Ya en El jugador, Dostoievski planteaba una reflexión bastante temprana sobre el juego como suplantación de la vida
Además de Duchamp, muchos otros escritores y creadores se destacaron por ser grandes ajedrecistas: el dramaturgo, poeta y novelista irlandés Lord Dunsany; el mexicano Juan José Arreola y el ruso Vladimir Nabokov, este último según muchos un obseso y gran componedor de jugadas y problemas que cruzan su obra de un lado a otro: desde Poems and Problems, que reúne poemas en inglés y ruso y problemas de ajedrez, hasta su novela La Defensa, una potentísima historia que narra la vida del ajedrecista Luzhin, quien desde muy pequeño se entrega a una práctica en la que juego y realidad terminan difuminándose.
Adaptada al cine por Marleen Gorris en el año 2000, la novela de Nabokov -publicada en 1930- se explaya en las dificultades que sufre Luzhin para pasar del mundo del juego al de la realidad. En su punto culminante, Luzhin termina arrojándose por una ventana. La defensa se vuelve todavía más trágica y potente como obra literaria si se toma en consideración no sólo el hecho de que Nabokov se inspiró para escribirla en el maestro berlinés Curt von Bardeleben (1861-1924) -quien cayó de un cuarto piso en una versión no del todo clara-, sino también porque otros cuatro ajedrecistas, lectores todos de Nabokov, se suicidaron de la misma forma: Karen Grigorian y Georgy Ilivitsky (en 1989), Alvis Vitolinsh (en 1997) y Lembit Oll, campeón de Estonia (en 1999).
Otros cuatro ajedrecistas, lectores todos de Nabokov, se suicidaron de la misma forma: saltando por la ventana
Lewis Carroll y Stefan Zweig eran también aplicados, aunque se dice que no brillantes jugadores. A pesar de ello, el reflejo literario que hicieron del juego ha dejado páginas magníficas. Desde la segunda parte de Alicia en el País de las Maravillas (A través del espejo), en la que Carroll concibe el mundo como un inmenso tablero hasta El jugador de ajedrez y la novela póstuma Una partida de ajedrez, en la que Stefan Zweig narra la confrontación del Dr. B., exprisionero de la Gestapo, con el campeón mundial Mirko Czentovic. Para muchos se trata de su verdadera obra maestra. En ella consigue, a través del juego, hacer un retrato de la presión psicológica y la capacidad de supervivencia de quienes consiguen controlar la mente.

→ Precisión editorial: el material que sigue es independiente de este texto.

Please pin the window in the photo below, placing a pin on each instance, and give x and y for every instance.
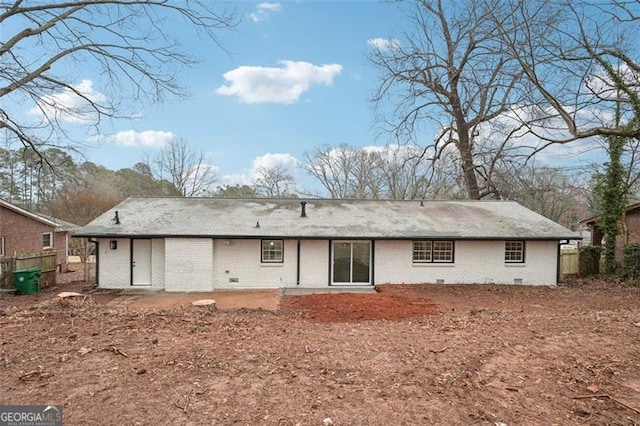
(47, 240)
(432, 251)
(272, 251)
(514, 251)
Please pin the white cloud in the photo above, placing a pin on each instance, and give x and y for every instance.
(263, 10)
(76, 105)
(284, 85)
(383, 43)
(267, 161)
(146, 139)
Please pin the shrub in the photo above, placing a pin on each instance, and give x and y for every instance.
(589, 263)
(632, 261)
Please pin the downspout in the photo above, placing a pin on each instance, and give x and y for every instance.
(560, 243)
(298, 265)
(86, 261)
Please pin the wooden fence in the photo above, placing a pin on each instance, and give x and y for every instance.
(45, 261)
(569, 263)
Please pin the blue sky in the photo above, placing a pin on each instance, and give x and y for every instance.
(292, 77)
(295, 77)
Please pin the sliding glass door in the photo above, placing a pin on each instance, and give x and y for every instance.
(351, 262)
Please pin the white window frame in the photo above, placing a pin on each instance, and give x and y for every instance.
(50, 234)
(272, 252)
(433, 251)
(514, 251)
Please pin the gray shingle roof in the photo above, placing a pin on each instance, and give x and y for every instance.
(237, 218)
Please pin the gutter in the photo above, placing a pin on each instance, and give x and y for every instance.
(86, 263)
(558, 255)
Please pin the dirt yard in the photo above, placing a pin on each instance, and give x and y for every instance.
(487, 355)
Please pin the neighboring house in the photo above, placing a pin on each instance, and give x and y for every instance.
(24, 232)
(630, 226)
(201, 244)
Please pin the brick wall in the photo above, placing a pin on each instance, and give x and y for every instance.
(23, 235)
(239, 261)
(188, 264)
(114, 265)
(203, 264)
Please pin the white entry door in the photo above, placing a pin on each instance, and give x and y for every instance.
(141, 262)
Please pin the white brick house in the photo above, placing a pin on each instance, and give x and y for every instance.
(201, 244)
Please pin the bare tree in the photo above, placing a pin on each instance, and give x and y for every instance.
(450, 70)
(46, 47)
(275, 181)
(584, 68)
(389, 172)
(185, 168)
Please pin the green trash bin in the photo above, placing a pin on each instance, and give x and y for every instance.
(27, 280)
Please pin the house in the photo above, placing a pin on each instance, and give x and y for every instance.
(24, 232)
(201, 244)
(630, 226)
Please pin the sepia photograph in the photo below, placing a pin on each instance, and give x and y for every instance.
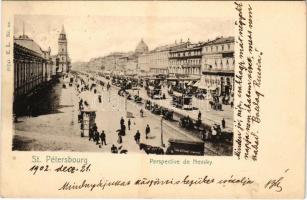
(123, 85)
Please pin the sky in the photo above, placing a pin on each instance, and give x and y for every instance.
(94, 36)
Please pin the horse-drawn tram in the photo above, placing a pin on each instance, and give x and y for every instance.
(184, 147)
(182, 101)
(154, 92)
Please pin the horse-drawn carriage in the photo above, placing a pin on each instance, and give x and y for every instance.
(182, 101)
(137, 99)
(167, 114)
(184, 147)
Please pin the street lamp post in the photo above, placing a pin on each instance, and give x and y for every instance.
(126, 103)
(162, 143)
(109, 94)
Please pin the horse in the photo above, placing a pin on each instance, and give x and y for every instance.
(151, 149)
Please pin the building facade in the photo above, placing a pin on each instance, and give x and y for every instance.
(157, 61)
(186, 60)
(62, 59)
(218, 66)
(30, 69)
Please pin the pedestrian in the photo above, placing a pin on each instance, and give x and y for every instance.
(97, 137)
(120, 139)
(129, 124)
(114, 149)
(141, 112)
(90, 133)
(223, 123)
(122, 122)
(137, 136)
(99, 98)
(103, 138)
(147, 131)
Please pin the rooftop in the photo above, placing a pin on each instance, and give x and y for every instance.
(28, 43)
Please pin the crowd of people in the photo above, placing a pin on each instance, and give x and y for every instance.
(100, 137)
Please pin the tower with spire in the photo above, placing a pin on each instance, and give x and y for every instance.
(63, 57)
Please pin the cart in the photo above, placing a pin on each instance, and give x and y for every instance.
(88, 121)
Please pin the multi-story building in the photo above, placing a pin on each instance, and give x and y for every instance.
(62, 59)
(30, 69)
(157, 61)
(50, 67)
(186, 60)
(218, 66)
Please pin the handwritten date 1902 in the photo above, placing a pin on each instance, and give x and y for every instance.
(63, 168)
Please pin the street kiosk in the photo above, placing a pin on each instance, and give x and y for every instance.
(88, 121)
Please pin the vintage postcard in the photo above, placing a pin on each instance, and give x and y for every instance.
(153, 99)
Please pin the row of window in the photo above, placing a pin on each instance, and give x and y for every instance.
(188, 61)
(186, 53)
(217, 81)
(217, 48)
(25, 73)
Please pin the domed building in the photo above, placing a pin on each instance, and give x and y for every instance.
(141, 48)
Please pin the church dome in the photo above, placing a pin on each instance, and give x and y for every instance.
(141, 47)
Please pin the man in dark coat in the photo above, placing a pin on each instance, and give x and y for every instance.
(223, 123)
(90, 134)
(199, 115)
(114, 149)
(103, 138)
(122, 122)
(147, 131)
(129, 124)
(137, 136)
(97, 137)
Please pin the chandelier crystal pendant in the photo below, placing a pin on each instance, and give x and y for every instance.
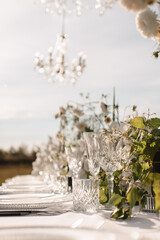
(55, 68)
(102, 5)
(76, 6)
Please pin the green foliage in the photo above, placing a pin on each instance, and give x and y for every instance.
(153, 123)
(138, 122)
(144, 136)
(132, 196)
(116, 200)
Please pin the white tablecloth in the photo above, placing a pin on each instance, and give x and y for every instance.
(71, 225)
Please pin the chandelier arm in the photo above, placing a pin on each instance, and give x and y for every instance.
(63, 22)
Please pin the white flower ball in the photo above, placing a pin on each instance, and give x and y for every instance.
(136, 5)
(147, 24)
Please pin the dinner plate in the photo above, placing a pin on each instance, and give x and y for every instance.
(4, 190)
(32, 203)
(51, 233)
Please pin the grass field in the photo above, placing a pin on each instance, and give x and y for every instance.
(10, 170)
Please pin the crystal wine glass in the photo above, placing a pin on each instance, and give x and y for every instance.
(92, 141)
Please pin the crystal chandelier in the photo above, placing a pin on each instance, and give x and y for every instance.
(55, 68)
(71, 6)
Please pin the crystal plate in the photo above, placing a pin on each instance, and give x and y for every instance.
(50, 233)
(32, 203)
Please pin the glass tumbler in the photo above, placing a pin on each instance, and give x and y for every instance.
(86, 195)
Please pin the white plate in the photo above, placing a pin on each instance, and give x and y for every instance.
(29, 204)
(41, 233)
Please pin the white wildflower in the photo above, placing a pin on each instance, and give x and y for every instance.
(147, 23)
(81, 126)
(63, 119)
(77, 112)
(61, 110)
(136, 5)
(103, 107)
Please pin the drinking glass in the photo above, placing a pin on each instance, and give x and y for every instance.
(74, 159)
(110, 160)
(92, 141)
(86, 195)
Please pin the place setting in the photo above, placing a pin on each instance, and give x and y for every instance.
(79, 124)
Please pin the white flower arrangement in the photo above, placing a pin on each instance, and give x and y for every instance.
(136, 5)
(147, 24)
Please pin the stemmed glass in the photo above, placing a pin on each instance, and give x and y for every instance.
(74, 159)
(111, 147)
(92, 141)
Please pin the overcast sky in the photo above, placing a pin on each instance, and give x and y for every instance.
(116, 56)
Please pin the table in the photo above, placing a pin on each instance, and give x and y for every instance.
(72, 225)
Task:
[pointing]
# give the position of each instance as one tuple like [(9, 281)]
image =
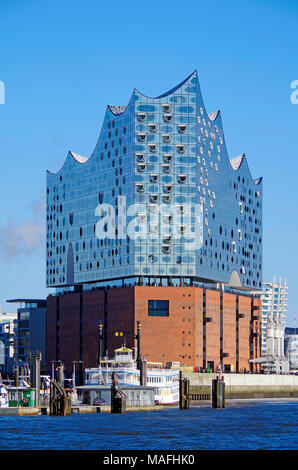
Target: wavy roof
[(118, 110), (237, 161)]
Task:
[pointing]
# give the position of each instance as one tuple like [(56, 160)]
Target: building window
[(158, 308)]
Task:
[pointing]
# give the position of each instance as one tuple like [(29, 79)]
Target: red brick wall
[(69, 340), (229, 329), (93, 313), (51, 330), (120, 318), (213, 328), (178, 337), (244, 333)]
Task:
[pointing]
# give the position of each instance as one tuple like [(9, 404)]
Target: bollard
[(184, 396), (218, 393)]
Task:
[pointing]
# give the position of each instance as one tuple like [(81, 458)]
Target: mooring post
[(118, 398), (218, 391), (184, 396)]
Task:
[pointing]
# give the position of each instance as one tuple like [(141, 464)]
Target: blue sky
[(63, 62)]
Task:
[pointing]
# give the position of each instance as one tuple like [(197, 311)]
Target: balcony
[(181, 179), (141, 136), (166, 168), (153, 178), (180, 148), (166, 138), (152, 127), (181, 128), (166, 199), (167, 157), (141, 167), (167, 188), (140, 157), (153, 198), (166, 108), (152, 148), (167, 117), (140, 187), (141, 117)]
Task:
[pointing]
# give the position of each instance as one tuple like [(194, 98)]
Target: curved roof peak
[(172, 90), (237, 161), (213, 116), (117, 109), (78, 158)]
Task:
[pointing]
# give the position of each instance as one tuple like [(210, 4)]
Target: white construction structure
[(274, 297)]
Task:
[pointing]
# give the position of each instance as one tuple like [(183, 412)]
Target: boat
[(165, 381)]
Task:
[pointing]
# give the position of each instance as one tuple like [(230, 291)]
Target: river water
[(242, 425)]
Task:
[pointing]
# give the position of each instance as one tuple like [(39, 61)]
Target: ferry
[(165, 381)]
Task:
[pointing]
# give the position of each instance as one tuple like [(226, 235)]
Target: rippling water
[(240, 426)]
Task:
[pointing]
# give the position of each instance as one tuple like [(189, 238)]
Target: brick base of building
[(195, 326)]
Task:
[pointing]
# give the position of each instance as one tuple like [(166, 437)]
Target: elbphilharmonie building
[(158, 201)]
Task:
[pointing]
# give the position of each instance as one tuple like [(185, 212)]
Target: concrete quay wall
[(247, 385), (19, 411)]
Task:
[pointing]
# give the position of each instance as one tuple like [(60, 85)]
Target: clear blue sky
[(62, 62)]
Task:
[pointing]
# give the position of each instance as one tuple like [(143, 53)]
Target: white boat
[(165, 381)]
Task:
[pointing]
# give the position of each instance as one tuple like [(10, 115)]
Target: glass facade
[(158, 197)]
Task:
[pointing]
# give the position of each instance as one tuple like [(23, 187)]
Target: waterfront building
[(158, 198), (158, 215), (29, 330), (195, 326), (274, 307), (291, 348), (6, 341), (274, 297)]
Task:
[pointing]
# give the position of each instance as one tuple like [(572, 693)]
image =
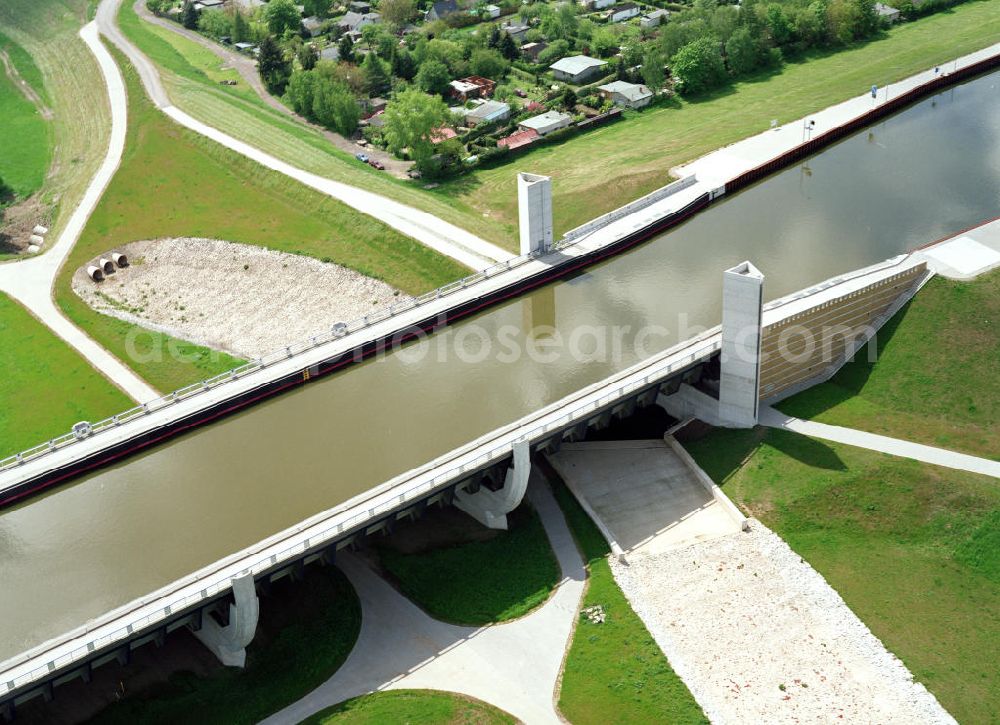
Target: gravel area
[(239, 298), (759, 636)]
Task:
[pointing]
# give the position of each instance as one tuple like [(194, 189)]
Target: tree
[(698, 66), (308, 56), (433, 77), (409, 120), (215, 23), (398, 13), (376, 75), (488, 63), (274, 69), (345, 49), (282, 16), (241, 28), (189, 18), (652, 69)]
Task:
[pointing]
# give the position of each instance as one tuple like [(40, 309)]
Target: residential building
[(465, 89), (577, 69), (623, 12), (626, 95), (531, 51), (546, 123), (654, 18), (488, 112), (442, 9), (519, 139)]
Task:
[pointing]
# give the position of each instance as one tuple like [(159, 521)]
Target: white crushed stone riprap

También en la literatura española se han dedicado entregas dedicadas al ajedrez. En su libro La torre herida por el rayo (Premio Nadal, 1994), Fernando Arrabal narra el enfrentamiento entre Elías Tarsis y Marc Amary. Ante ellos el tablero sobre el que se decidirá el campeonato del mundo de ajedrez. Arturo Pérez Reverte lo intentó en La tabla de Flandes (Alfaguara, 1992), un libro que según el filósofo mexicano Luis Ignacio Helguera no es más que una “mezcla fallida de novela policiaca, novela de amor y partida de ajedrez”. El principal defecto, según Helguera, de la novela radica en el hecho de que Pérez Reverte confió a un programa de ordenador la formulación de toda la trama de ajedrez, que termina convirtiéndose más en decoración que en historia.
No es esta, ni muchos menos, una incursión exhaustiva en una coincidencia que ha dado páginas y volúmenes a las estanterías y lectores: La variante Lüneburg, del italiano Paolo Maurensig; La vida que se va, del mexicano Vicente Leñero; a su manera, casi metafóricamente, El movimiento del caballo, de Andrea Camilleri o Las ciudades invisibles de Italo Calvino; el poema Ajedrez, de Jorge Luis Borges… Quedan en el aire, todavía, las palabras de Carlsen: “La experiencia está sobrevalorada”. ¿Qué pensará entonces el joven noruego de la literatura?